Course Overview

The primary learning objectives are:

to gain experience using data analysis to extract information.
to gain experience communicating information that arise from a data analysis.

What is data analysis?

These quotes are from Tukey’s 1962 paper, The Future of Data Analysis.

… data analysis, which I take to include, among other things: procedures for analyzing data, techniques for interpreting the results of such procedures, ways of planning the gathering of data to make its analysis easier, more precise or more accurate, and all the machinery and results of (mathematical) statistics which apply to analyzing data.

Data analysis … take on the chracteristics of a science rather than those of mathematics …

… give general advice about the use of techniques as soon as there is reasonable ground to think the advice is sound; be prepared for a reasonable fraction (not too large) of cases of such advice to be generally wrong.

Pure mathematics differs from most human endevor in that assumptions are not criticized because of thier relation to something outside, though they are …often critized as unasthetic or as as unnecessarily strong …

In data analysis we must look to a very heavy emphasis on judgement …

(a1) judgement based upon the experience of the particular field of subject matter from which the data come,

(a2) judgement based upon a broad experience with how particular techniques of data analysis have worked in a variety of fields of application,

(a3) judgement based upon abstract results about the properties of particular techniques, whether obtained by mathematical proofs or empirical sampling.

Roger Peng states that

If one were to write down the steps in a data analysis, you might come up with something along these lines of the following list

Defining the question

Defining the ideal dataset

Determining what data you can access

Obtaining the data

Cleaning the data

Exploratory data analysis

Statistical prediction/modeling

Interpretation of results

Challenging of results

Synthesis and write up

Creating reproducible code

Computing

I use R with RStudio and suggest that you do to the same.
Python is an option, but I won’t be able to support you to the same degree as I can in R.
I expect that all work will be done in a “reproducible” manner.

Data aquisition

Experiment
Observational study

Data cleaning and wrangling

Data cleaning example

agedat <- tibble(age=c(25, 20, 21, 120,19,31,90,17),sex=c(rep("Male",4),rep("Female",4)))
ggplot(agedat,aes(sex,age))+geom_boxplot()

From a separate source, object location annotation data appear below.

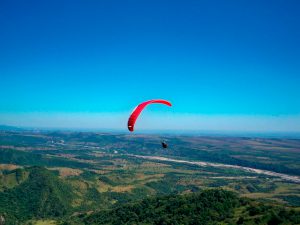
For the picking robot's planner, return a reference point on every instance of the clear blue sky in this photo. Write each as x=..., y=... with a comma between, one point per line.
x=212, y=58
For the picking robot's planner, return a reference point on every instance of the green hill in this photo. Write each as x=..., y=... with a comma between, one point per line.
x=41, y=195
x=204, y=208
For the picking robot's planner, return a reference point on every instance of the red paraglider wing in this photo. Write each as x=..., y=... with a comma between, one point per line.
x=137, y=111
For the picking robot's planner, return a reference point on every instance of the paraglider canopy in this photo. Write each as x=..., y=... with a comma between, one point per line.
x=137, y=111
x=164, y=144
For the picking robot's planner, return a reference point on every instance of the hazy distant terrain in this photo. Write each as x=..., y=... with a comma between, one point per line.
x=86, y=172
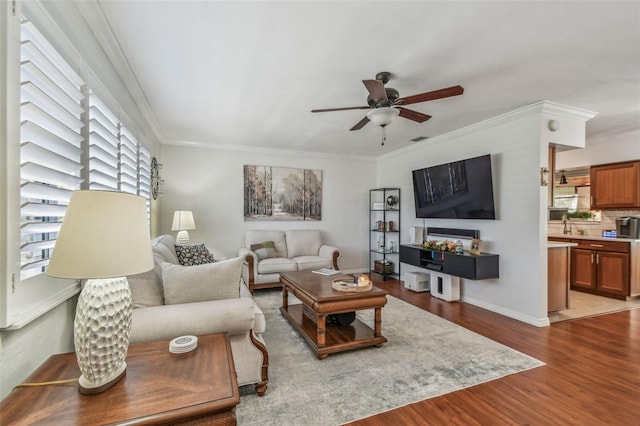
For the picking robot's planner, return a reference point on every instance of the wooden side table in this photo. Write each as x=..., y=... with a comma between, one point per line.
x=198, y=387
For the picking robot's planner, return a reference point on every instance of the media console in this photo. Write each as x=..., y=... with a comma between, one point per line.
x=474, y=267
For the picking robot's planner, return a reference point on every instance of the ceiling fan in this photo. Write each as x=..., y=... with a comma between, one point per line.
x=385, y=103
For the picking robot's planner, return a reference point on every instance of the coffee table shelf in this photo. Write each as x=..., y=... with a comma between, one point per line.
x=319, y=300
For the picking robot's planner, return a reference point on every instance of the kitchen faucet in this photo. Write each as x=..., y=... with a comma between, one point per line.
x=567, y=225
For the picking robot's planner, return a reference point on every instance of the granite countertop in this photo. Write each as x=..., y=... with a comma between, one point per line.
x=560, y=244
x=591, y=237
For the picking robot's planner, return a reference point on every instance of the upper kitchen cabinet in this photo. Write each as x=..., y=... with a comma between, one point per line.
x=615, y=186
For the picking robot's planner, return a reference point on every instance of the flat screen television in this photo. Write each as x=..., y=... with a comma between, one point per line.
x=459, y=190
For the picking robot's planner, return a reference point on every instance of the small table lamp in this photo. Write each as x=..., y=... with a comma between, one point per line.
x=104, y=237
x=183, y=222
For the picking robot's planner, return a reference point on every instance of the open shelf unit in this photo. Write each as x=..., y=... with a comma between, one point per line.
x=384, y=232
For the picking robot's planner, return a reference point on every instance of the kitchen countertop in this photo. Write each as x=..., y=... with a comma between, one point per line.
x=560, y=244
x=591, y=237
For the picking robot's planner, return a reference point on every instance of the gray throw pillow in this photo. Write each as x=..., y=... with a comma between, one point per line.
x=196, y=254
x=199, y=283
x=265, y=250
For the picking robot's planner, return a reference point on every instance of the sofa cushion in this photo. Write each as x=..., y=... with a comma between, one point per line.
x=211, y=281
x=146, y=288
x=276, y=265
x=164, y=249
x=194, y=254
x=265, y=250
x=312, y=262
x=303, y=242
x=259, y=236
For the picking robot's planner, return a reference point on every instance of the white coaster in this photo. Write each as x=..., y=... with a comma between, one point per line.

agedat_clean <- filter(agedat,age<=100) # remove age > 100
ggplot(agedat_clean,aes(sex,age))+geom_boxplot()

Data wrangling (transformation, etc.)

agedat_std <- agedat_clean %>% group_by(sex) %>% summarise(mean=mean(age),sd=sd(age)) %>% full_join(agedat_clean) %>% mutate(std_age=(age-mean)/sd)
ggplot(agedat_std,aes(sex,std_age))+geom_boxplot()

Methods

We won’t be learning about any particular methods in this course.

I expect that you are familiar with:

Basic concepts in inference such as confidence interval, p-value, and prediction.
Application of basic statistical methods used for inference (e.g., general linear models), and prediction (e.g., linear and logistic regression) using a programming language such as R or Python.
Open to learning new methods techniques with minimal guidance.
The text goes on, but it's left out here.